I work in "a different department". I am down the hall, over in the engineering lab. You are upstairs, in a philosophy department seminar.
I apologize for my logical shortcomings here, if you are correct and that I *indeed* have shortcomings. Whatever; your "logical shortcomings" are my "toolbox".
As you can see, we have created another subdivision amongst skeptics:
Skeptical Reductionists examining irreducible archetypes, versus Skeptical Practical Technicians.
I guess that goes about as far as my mind can extend, at present, to analyze IXP's objections and answer them. I feel I am in one group of thinkers with respect to this task, versus the other group of critical thinkers.
As such, if you are right in asserting that I'm wrong, and I cannot falsify you, then you prove your assertions. I very much doubt that my explanations above have falsified anything to *your* satisfaction.

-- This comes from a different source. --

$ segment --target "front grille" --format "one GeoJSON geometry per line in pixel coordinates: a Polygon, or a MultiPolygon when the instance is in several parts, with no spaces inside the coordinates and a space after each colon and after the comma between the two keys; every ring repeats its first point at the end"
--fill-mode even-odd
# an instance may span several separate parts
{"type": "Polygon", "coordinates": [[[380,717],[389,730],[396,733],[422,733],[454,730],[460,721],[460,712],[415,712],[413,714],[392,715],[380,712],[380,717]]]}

And it may follow that, assuming it is a correct and not false premise proposed by IXP and other critics of mine, that I am therefore unqualified to create a protocol for testing "Wellfed's claims". A true scientist must allow for correction of his own errors and neutralization of his own biases.
It seems to me then, trying to be critically detached from my own ego, absolutely possible to argue that (a) PianoTeacher is fundamentally wrong; and (b) his input should be ignored by wiser logicians.
I could *try* to falsify that... but I don't know that I can without exerting more effort, intellectually, than I have ever done before in all my years in college philosophy and logic classes. And it has been a LONG time since I've tried to argue with such sophisticated and intelligent critics!
So, you may be right.
I may stipulate that, and also prefer to decide that theoretical and fundamental logical objections I might not have answered to your satisfaction up to now, clash in my mind with practicality.